Unfortunately for the residents of the Big Easy, those leaders failed them repeatedly. But as the first anniversary of the hurricane approaches, it's not too late for the area to turn itself around. The key will be whether Mayor C. Ray Nagin and the City Council stop hoping for a solution to rise naturally from the scattered population and start making some tough decisions themselves.

The bumbling by local, state and federal officials during the initial days of the storm has been well documented. More than 1,000 people died in Louisiana, many of them senior citizens and hospital patients who couldn't get out of Katrina's way. Local officials made baffling errors in implementing their hurricane-response plans, and the belated arrival of the federal cavalry showed this country at its worst.

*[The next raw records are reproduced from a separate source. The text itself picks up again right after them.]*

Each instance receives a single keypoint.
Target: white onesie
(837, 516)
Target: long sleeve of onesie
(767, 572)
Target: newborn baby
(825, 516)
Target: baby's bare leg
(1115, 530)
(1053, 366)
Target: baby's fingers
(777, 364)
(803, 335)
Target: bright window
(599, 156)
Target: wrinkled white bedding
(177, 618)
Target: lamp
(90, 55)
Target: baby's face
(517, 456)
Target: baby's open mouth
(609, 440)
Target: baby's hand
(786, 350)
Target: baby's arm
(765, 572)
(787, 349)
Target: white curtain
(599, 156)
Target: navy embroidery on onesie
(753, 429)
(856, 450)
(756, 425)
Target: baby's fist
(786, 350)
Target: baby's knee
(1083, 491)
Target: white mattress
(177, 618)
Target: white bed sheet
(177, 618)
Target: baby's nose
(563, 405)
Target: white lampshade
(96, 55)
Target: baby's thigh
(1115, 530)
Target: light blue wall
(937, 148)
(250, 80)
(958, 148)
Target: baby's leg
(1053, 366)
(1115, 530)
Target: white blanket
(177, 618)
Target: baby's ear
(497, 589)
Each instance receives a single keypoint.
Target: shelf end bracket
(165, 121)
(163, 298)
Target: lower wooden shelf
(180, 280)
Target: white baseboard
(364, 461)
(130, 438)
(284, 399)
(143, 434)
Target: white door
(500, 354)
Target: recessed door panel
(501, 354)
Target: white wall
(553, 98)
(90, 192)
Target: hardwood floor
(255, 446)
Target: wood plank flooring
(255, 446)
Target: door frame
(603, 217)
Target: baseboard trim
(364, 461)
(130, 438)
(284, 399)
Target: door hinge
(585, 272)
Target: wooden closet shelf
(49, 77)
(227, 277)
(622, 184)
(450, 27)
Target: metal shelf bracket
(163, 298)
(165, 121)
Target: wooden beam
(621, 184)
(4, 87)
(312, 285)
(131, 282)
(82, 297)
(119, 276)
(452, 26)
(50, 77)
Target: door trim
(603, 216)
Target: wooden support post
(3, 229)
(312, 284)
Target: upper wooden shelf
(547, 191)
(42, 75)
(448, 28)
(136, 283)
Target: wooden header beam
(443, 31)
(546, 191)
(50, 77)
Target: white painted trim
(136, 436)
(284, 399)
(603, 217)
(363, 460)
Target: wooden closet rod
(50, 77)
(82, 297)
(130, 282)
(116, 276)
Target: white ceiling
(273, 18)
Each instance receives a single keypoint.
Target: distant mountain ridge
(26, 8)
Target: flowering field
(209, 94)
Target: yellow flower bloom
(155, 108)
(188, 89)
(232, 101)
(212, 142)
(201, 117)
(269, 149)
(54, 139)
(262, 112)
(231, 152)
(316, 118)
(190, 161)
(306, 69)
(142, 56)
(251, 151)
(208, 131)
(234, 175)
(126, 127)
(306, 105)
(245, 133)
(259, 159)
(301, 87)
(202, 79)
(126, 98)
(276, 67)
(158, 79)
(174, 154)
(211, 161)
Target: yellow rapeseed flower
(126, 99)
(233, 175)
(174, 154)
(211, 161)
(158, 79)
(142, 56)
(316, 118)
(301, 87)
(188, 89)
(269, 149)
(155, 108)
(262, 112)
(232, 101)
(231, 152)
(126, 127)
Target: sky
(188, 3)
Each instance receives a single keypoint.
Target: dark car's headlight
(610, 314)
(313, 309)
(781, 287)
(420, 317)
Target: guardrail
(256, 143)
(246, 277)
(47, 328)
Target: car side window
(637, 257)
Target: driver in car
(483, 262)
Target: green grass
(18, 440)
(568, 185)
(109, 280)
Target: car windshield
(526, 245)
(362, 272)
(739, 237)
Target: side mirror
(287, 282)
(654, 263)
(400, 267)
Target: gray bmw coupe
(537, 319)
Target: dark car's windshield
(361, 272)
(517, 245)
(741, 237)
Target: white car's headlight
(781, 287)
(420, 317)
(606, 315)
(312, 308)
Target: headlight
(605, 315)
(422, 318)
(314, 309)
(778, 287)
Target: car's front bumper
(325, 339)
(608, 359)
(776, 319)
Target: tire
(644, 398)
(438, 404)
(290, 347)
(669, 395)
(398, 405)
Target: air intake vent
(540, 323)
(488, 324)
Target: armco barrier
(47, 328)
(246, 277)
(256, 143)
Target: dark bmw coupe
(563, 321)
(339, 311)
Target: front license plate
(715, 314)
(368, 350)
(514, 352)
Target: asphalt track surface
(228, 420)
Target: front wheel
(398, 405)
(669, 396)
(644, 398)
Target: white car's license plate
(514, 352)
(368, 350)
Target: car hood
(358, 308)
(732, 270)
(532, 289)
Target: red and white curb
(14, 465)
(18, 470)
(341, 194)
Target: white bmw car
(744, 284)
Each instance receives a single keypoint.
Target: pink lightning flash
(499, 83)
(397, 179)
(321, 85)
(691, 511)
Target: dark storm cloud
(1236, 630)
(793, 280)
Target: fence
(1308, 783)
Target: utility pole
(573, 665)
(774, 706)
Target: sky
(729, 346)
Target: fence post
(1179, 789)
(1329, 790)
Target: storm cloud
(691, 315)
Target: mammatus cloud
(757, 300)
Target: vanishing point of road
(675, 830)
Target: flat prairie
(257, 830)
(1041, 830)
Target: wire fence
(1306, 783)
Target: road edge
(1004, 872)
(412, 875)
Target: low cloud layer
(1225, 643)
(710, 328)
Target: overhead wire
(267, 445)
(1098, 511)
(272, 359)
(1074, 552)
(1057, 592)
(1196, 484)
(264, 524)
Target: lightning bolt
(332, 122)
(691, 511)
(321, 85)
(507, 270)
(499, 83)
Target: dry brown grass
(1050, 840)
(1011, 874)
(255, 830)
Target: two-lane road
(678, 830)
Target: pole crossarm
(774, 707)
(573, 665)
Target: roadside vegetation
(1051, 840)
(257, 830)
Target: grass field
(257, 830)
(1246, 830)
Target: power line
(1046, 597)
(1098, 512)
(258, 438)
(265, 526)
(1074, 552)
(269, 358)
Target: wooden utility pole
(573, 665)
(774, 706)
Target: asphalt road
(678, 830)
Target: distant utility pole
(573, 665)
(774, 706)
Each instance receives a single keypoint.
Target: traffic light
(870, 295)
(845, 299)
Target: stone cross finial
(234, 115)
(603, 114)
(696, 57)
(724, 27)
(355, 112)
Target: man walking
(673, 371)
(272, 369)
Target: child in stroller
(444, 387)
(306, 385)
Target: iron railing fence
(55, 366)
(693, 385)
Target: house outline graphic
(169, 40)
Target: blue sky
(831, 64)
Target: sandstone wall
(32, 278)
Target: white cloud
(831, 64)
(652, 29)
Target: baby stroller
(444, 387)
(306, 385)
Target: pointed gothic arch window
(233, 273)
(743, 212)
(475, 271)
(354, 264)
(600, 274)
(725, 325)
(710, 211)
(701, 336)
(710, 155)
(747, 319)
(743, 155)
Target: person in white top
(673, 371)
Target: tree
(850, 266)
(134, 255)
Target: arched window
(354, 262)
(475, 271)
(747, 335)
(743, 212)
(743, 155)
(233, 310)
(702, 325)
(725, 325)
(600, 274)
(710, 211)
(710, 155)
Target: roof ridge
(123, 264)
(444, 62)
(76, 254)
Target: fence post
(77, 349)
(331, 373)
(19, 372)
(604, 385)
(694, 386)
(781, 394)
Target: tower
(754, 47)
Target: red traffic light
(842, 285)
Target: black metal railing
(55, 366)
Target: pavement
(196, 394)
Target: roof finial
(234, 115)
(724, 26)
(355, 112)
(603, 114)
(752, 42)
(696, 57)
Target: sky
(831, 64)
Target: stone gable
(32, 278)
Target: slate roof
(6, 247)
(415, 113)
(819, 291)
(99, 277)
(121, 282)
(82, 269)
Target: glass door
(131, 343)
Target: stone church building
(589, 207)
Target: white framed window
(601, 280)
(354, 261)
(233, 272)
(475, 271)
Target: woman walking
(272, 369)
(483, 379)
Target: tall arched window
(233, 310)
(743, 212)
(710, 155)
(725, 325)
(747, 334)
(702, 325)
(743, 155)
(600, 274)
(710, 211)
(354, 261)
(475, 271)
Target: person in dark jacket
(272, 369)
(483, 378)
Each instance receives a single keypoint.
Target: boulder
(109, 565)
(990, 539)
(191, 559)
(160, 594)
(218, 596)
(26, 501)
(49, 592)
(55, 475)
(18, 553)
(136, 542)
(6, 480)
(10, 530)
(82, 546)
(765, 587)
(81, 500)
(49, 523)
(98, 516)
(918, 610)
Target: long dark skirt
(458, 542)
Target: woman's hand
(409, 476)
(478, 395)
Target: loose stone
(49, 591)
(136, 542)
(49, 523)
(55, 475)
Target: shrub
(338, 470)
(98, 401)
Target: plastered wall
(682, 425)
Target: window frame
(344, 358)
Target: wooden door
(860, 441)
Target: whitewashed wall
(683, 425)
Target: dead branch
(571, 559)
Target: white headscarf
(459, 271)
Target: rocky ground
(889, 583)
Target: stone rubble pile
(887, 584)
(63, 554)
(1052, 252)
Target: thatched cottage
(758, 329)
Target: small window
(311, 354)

It will take years for the ruined communities on the Gulf Coast to rebuild. More than 200,000 dwellings were destroyed in Louisiana alone, along with $10 billion worth of roads, sewer systems and other public facilities. So it's not surprising that the hardest-hit areas in and around New Orleans still look like rubble-strewn ghost towns. But it's critical for the city to chart the path now to a future New Orleans that works better than it did before the storms.

And that's where city leaders have performed the worst. Tied in knots by racial and class divisions, they have given storm-battered homeowners and landlords little guidance on whether and how their neighborhoods would be rebuilt. While surrounding areas were developing their reconstruction plans, New Orleans' leaders ignored or rejected the work of two blue-ribbon planning groups. Eventually, separate planning efforts emerged -- one funded by the council through a no-bid contract, the other by the Rockefeller Foundation and backed by the state disaster-recovery agency. Those efforts are now being reconciled, but the city's rebuilding road map won't be finished until at least year's end.

Granted, the state and federal governments will still play crucial roles in the rebirth of New Orleans. Armed with $7.5 billion in federal grants, the state is about to start writing checks for up to $150,000 to homeowners whose houses were destroyed. These amounts should cover the bulk of the uninsured losses in Louisiana.

The Army Corps of Engineers has plugged the breaches in the levees, although it may take four more years to fix the design and construction flaws that led to the failures.

But the fate of New Orleans lies mostly in local hands. There are some hopeful signs: The storm accelerated the transformation of the city's public schools; of the 56 that will be open for the 2006-07 school year, all but five are charter schools or under state supervision. And voters will have the chance this fall to eliminate two political fiefdoms that have hindered disaster prevention and recovery: the multiple levee boards and local assessors.

It's some consolation that New Orleans' leaders haven't moved the city in the wrong direction. They just haven't moved it in any direction. With grants starting to flow and repairs soon to begin, residents and businesses are starting to make critical decisions about where they will invest in New Orleans, if at all. The city needs to write its road map to a better New Orleans before the route back to the previous version is set in concrete.